10 Haziran 2006

pornovida - zafer ilbars

zafer ilbars'ın, pornovida kitabı hakkında, nisan ayında dishy dergisinde çıkan röpörtajı...

PORNOVİDA

ZAFER İLBARS

Zafer ilbars'tan 14 parçalık "pornovida" takımı!

Pornovida, genç yazar zafer ilbars'ın ilk kitabı. İsmi kadar kapak tasarımı da hayli ilginç olan kitap, ilk başta erkeklere yönelik gibi görünüyor. Ancak yazarın da söylediği gibi, pornovida aslında, tam da bir kadın kitabı.

O kitaplar'dan çıkan pornovida'da 14 öykü bulunuyor ve kitap adını ilk öyküden alıyor. Porno bağımlısı bir adamın yaşadıklarını anlatan öykü, sivri ve samimi diliyle hayli eğlenceli… kitapta yer alan öykülerin tümü, sıradan insanların günlük yaşamlarından kesitler sunuyor. Kahramanların çoğunluğu yalnız ve asosyal erekler ama öykülerin hepsinin arka planında kadınların varlığı hissediliyor.yazarken çevresindeki insanlardan ve kendi hayatından yola çıktığını anlatan ilbars, kadınların yarattığı sersemletici ama sevimli şokların, ortaya böyle öyküler çıkardığını söylüyor.

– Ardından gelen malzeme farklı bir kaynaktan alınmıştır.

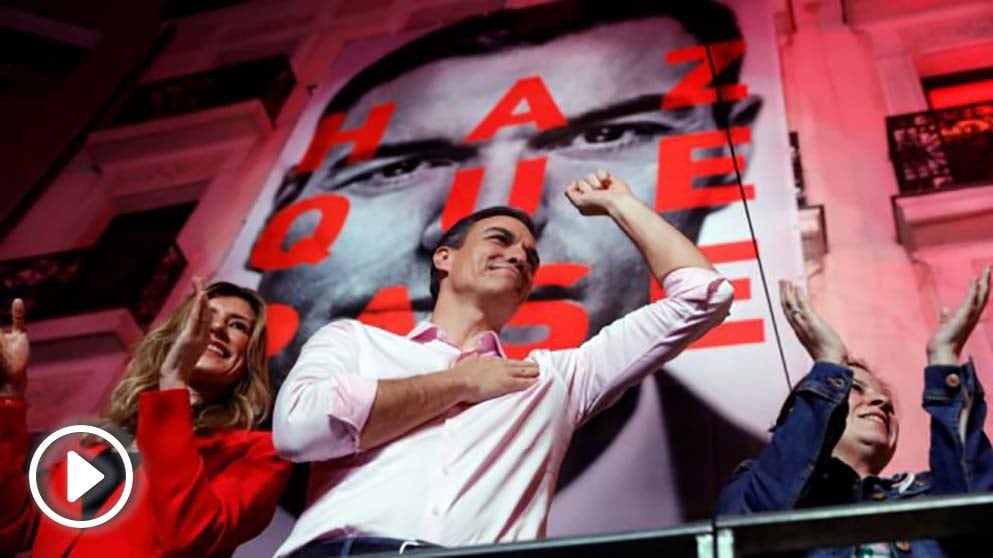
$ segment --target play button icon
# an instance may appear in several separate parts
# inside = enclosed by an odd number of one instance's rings
[[[48,448],[55,444],[55,442],[67,436],[76,434],[90,434],[101,438],[106,445],[110,446],[110,448],[114,450],[113,453],[117,454],[117,459],[120,459],[124,470],[123,489],[120,497],[117,499],[117,502],[115,502],[114,505],[111,506],[111,508],[103,515],[99,515],[91,519],[80,520],[60,515],[52,509],[52,506],[50,506],[47,501],[45,501],[41,490],[38,488],[38,468],[41,463],[41,456],[46,450],[48,450]],[[93,490],[106,477],[103,471],[94,467],[93,464],[87,461],[85,457],[79,455],[79,453],[74,450],[66,451],[63,459],[65,461],[66,471],[65,500],[67,500],[70,504],[86,496],[88,492]],[[77,424],[74,426],[66,426],[65,428],[60,428],[55,432],[52,432],[47,438],[42,440],[41,444],[38,445],[38,449],[36,449],[34,455],[31,456],[31,465],[28,467],[28,486],[31,489],[31,497],[34,499],[35,504],[46,517],[64,527],[70,527],[73,529],[88,529],[90,527],[96,527],[97,525],[103,525],[113,519],[114,516],[124,509],[124,505],[127,504],[128,498],[131,496],[131,489],[134,488],[134,470],[131,466],[131,459],[128,457],[127,448],[125,448],[124,444],[122,444],[117,438],[102,428],[97,428],[96,426],[90,426],[88,424]],[[99,490],[97,492],[99,492]]]
[[[70,503],[79,500],[105,476],[78,453],[70,451],[66,454],[66,499]]]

Neden diğerlerinin değil de, pornovida öyküsünün adını kitaba verdiniz?

Pornovida, cüretkar ve biraz sivri dilli bir öykü. Bu nedenle onu lokomotif öykü olarak seçtik ve kitaba da bu ismi verdik. Öyküde porno bağımlısı bir adam var ve başlarda, bağımlılığını itiraf ederken çok utanıyor. Ama sonra, aslında bunun utanılacak bir şey olmadığı fark ediyor. Öyküyü yazarken karaktere büyük sempati duydum, öykü belki büyük sözler söylemiyor ama herkesin kendisinden bir şeyler bulabileceği noktalara değiniyor. zaten bu kitabı yazarken benim en büyük kaygım öykülerin samimi olması, herkesin kendisinden bir şeyler bulabilmesiydi. sanırım bunu da başardım.

kitabınızın karakterleri genelde erkekler. pornovida erkek kitabı mı?

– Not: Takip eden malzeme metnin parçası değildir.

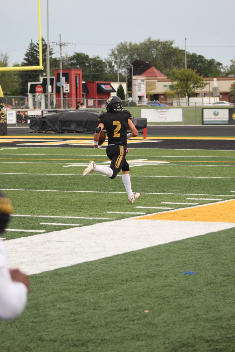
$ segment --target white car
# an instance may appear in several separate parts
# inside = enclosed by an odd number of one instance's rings
[[[213,103],[212,104],[209,104],[209,106],[232,106],[233,105],[232,103],[229,103],[228,101],[225,101],[223,100],[220,100],[219,101],[216,101],[215,103]]]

çoğu öykünün ortak noktası, cinsellik, aşk, ayrılıklar... okuyucuların bu konulardan çok sıkıldığını biliyorum ama ben öykülerimde, kendisiyle dalga geçebilen, kendi parodisini yapan insanları anlattım. onlar aşklarıyla da ayrılıklarıyla dalga geçebiliyorlar ve bu nedenle bence çok samimiler. mesela bir öykümde karakter, "ben bir sürüngenim" diyor, sonra da, "ama gururlu bir sürüngenim" diye ekliyor. bunun dışında, karakterler erkek olsa da, bu kitap kesinlikle erkek kitabı değil. tam da bir kadın kitabı. çünkü erkeklerin hayatını anlatırken, aslında kadınların onları nasıl etkilediğini anlattım. eğer bu kitap bir başarıysa, kesinlikle kadınların bana yaşattıklarının sonucunda oluşmuş bir başarıdır.

öyleyse öykülerde gerçeklik payı var?

yazarken genelde kendi hayatımdan beslendim. mesela bir öyküde reklamcı bir adam var, psikoloğuyla konuşurken; çocukluğunda "biz çocuklara" şarkısını "pis çocuklara" diye anladığını söylüyor, çünkü pis bir çocuk ve bunun suçluluğunu duyuyor. bu benim ve aslında kitaptaki tüm karakterlerin çocukluğu; çünkü ben de pis bir çocuktum ve "biz çocuklara" şarkısını "pis çocuklara" diye anlıyordum. bunun dışında yazdıklarımda kadınların da etkisi var. kadınların yarattığı sersemletici ve şık, samimi şoklar, ortaya böyle bir kitap çıkardı.ç belki çok büyük aşklar yaşamadım ama kaçırdığım fırsatlar, çoğu insan için anlam ifade etmeyecek ayrılıkla benim için çok öğretici oldu.

bir de öyküler genelde karakterlerin kendisiyle konuşmasıyla geçiyor.

bu şundan kaynaklanıyor, öykülerdeki insanlar asosyal insanlar. sosyalleşme teşebbüslerinin hepsi hüsranla sonuçlanıyor ve bir türkü kendilerini gerçekleştiremiyorlar. içe dönük yaşıyorlar, sayıklıyorlar, çünkü konuşacak çok kimseleri yok. mesela karakterlerden biri, kadını evde bağlı bırakıyor ve döndüğünde ona "eve geldiğimde beni bekleyen birinin olmasını istedim" diyor.